There wasn’t much soccer available on TV in those days. There was a station out of Jacksonville that carried a program on Saturdays called “Soccer Made In Germany.” A group of us would get together at the home of the one person who could get the station and watch great games. After the games, we would go outside and emulate the players of the match: Karl-Heinz Rummenigge, Deiter Müeller, Franz Beckenbauer (my favorite), Lothar Matthäus, Rudi Voeller.

Later, a few of us young American kids were gleaned away from the YMCA’s Youth League to be brought in the Y’s Men’s League (of one team). Some of those people are still active in soccer today: Joe Eck (retired coach of the UIS Men’s Soccer Team), Bob McGuire (almost single-handedly coordinating soccer development in Chatham), Tom Johnson (winning past soccer coach at Glenwood High School), and Jeff “The Sniper” Aldrich (first assistant coach at Sangamon State University and still an active player in the Springfield Men’s Soccer League). We played college club teams, we played the St. Louis Stars, teams in Lincoln, Peoria, Taylorville, Decatur – we even traveled to Fort Campbell in Kentucky to play.

There was no soccer in the high schools. The “foreigners” (I say that with complete affection) were from England (John Watts), Greece (Harold and George Christofilakos), Turkey (Aydin Gonulsen and his brother Yavuz), Scotland, Argentina, Italy, Germany and the African continent, along with a few Americans thrown in. St. Louis-born Stan Zelienski and Andy Lindstrom (Chicago area). I felt very privileged to be exposed to players from all over the world.

One major change these “foreigners” rallied for was to implement soccer in the District 186 Public Schools. They were an enthusiastic bunch, spreading the “word” of soccer, proselytizing board members, extolling the benefits and the joy of soccer. They drove home how cheap it is to start a program, how simple a game it is (11 rules), how the combination of speed, skill, imagination and organization required to prevail is a great leveler, how any youngster of any size or shape can play. Their persuasion worked.

Adult soccer is still alive and well in Springfield – thanks largely to a young man named Miguel Calderon. He congealed the adult community of soccer players into a league of 8-10 teams playing in the spring and fall. This year marks the 10th anniversary of the Springfield Men’s Soccer League.

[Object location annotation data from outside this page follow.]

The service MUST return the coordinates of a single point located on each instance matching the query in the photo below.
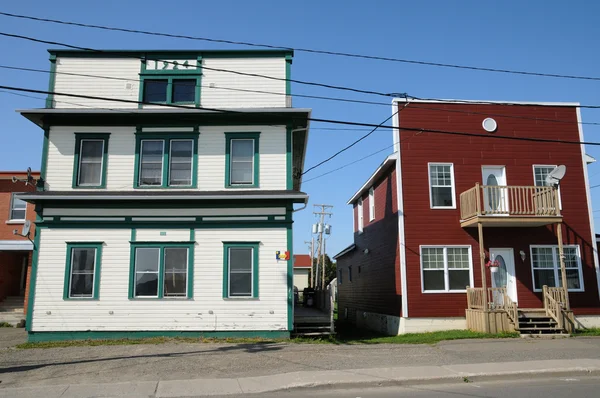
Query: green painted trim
(246, 135)
(166, 137)
(44, 166)
(87, 136)
(51, 82)
(33, 277)
(161, 268)
(255, 268)
(97, 265)
(290, 278)
(34, 337)
(289, 180)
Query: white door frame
(511, 277)
(503, 192)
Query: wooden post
(483, 277)
(563, 271)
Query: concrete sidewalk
(331, 378)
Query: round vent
(489, 125)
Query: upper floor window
(166, 160)
(242, 160)
(18, 209)
(90, 160)
(371, 204)
(539, 178)
(361, 215)
(446, 269)
(545, 264)
(441, 186)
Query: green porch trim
(33, 276)
(256, 166)
(34, 337)
(52, 82)
(290, 278)
(166, 137)
(289, 184)
(161, 268)
(44, 165)
(255, 268)
(90, 136)
(97, 265)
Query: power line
(330, 121)
(302, 49)
(328, 86)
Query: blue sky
(546, 36)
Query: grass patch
(587, 332)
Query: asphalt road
(554, 388)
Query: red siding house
(15, 251)
(466, 191)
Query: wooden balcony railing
(490, 200)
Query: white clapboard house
(166, 210)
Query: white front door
(495, 193)
(504, 274)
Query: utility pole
(321, 228)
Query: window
(371, 204)
(545, 264)
(82, 272)
(166, 162)
(242, 160)
(441, 184)
(240, 270)
(171, 90)
(446, 269)
(161, 270)
(18, 208)
(361, 215)
(539, 179)
(91, 154)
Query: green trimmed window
(242, 168)
(166, 161)
(90, 160)
(240, 269)
(82, 272)
(161, 270)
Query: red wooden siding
(376, 288)
(425, 226)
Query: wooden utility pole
(321, 211)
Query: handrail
(508, 200)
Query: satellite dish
(26, 228)
(556, 175)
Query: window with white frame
(361, 220)
(441, 185)
(371, 204)
(539, 178)
(18, 209)
(446, 268)
(545, 264)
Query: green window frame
(162, 248)
(80, 139)
(167, 139)
(71, 247)
(230, 139)
(227, 247)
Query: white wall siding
(127, 69)
(121, 158)
(221, 95)
(52, 313)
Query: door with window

During my time at LLCC, I met a group of Africans from various countries. Like the other “foreigners” I had met through soccer, they were in a strange country looking for acceptance for being themselves. We embraced the similarities and respected the differences. To this day, 35 years later, I’m still a member of the Springfield International Soccer Club. What an education I continue to receive from the explanations of what it’s like “back home.” I’ve learned about politics, languages, religions, fashions, geography and I’ve had wonderful culinary experiences. This small-town boy from Sangamon County, Illinois, U.S.A., is richer for it.

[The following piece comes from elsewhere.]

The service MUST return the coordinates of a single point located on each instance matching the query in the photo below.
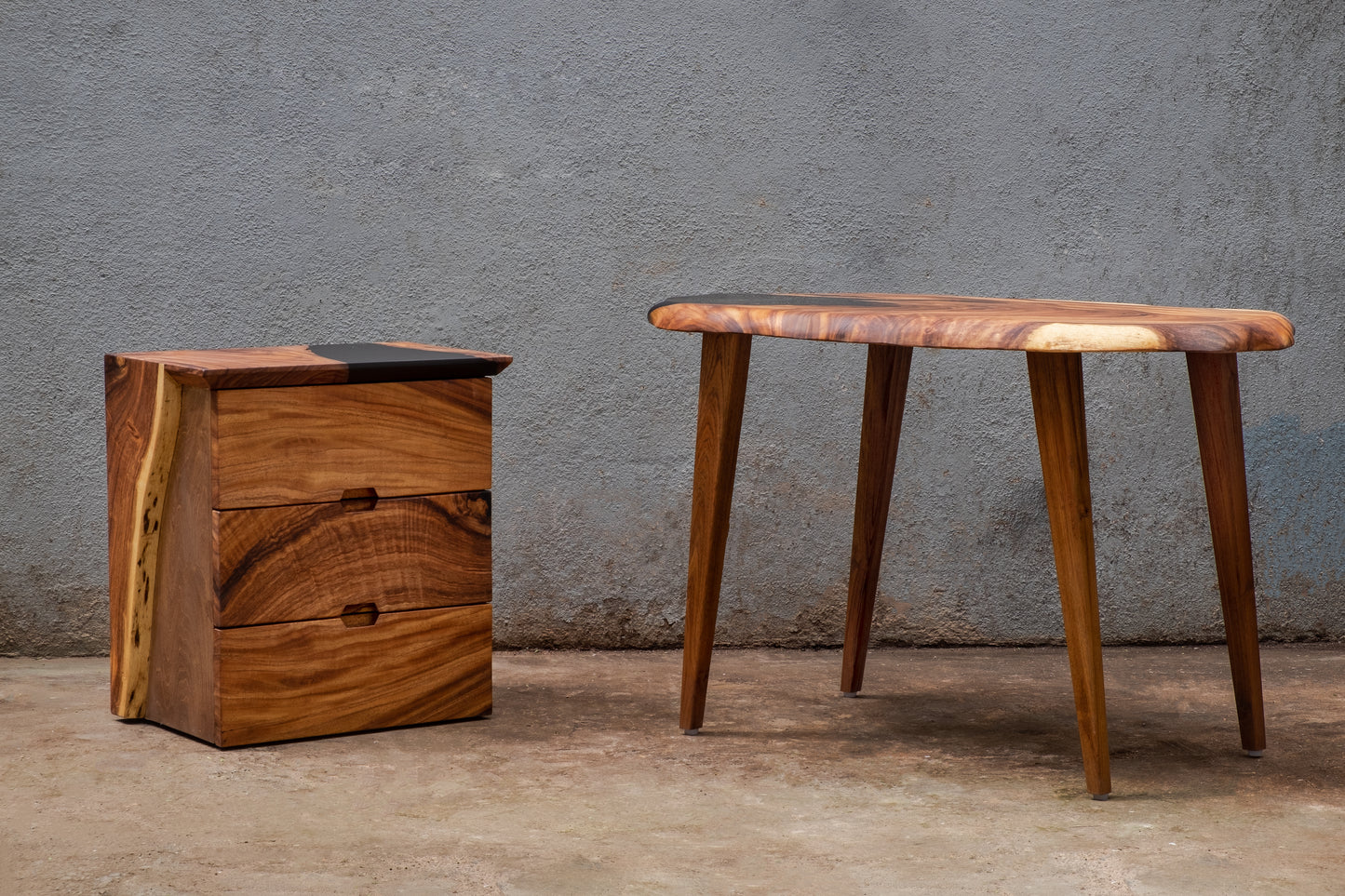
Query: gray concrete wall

We owe a great deal of gratitude to our soccer forefathers. Coaching was more of an altruistic gesture of giving back than looking for a monetary gain. When I was asked to coach the Blessed Sacrament kids when I was 19 years old, I did it for the same reason my first coach did it for me – for the love of the game. Judge Pete Cavanagh was one of those kids at Blessed Sacrament who developed a love for the game that continues today.

That handful of men has done more for soccer here in this community than will ever be done. Some people say Aydin Gonulsen is the father of soccer in this town (it may be Aydin who says that), but in my opinion Harold Christofilakos is the godfather. All gave of their time and, often, their money to champion “the beautiful game.”

Tom Bundy, in between soccer matches, has found time to restore 14 buildings that are on the National Register of Historic Places.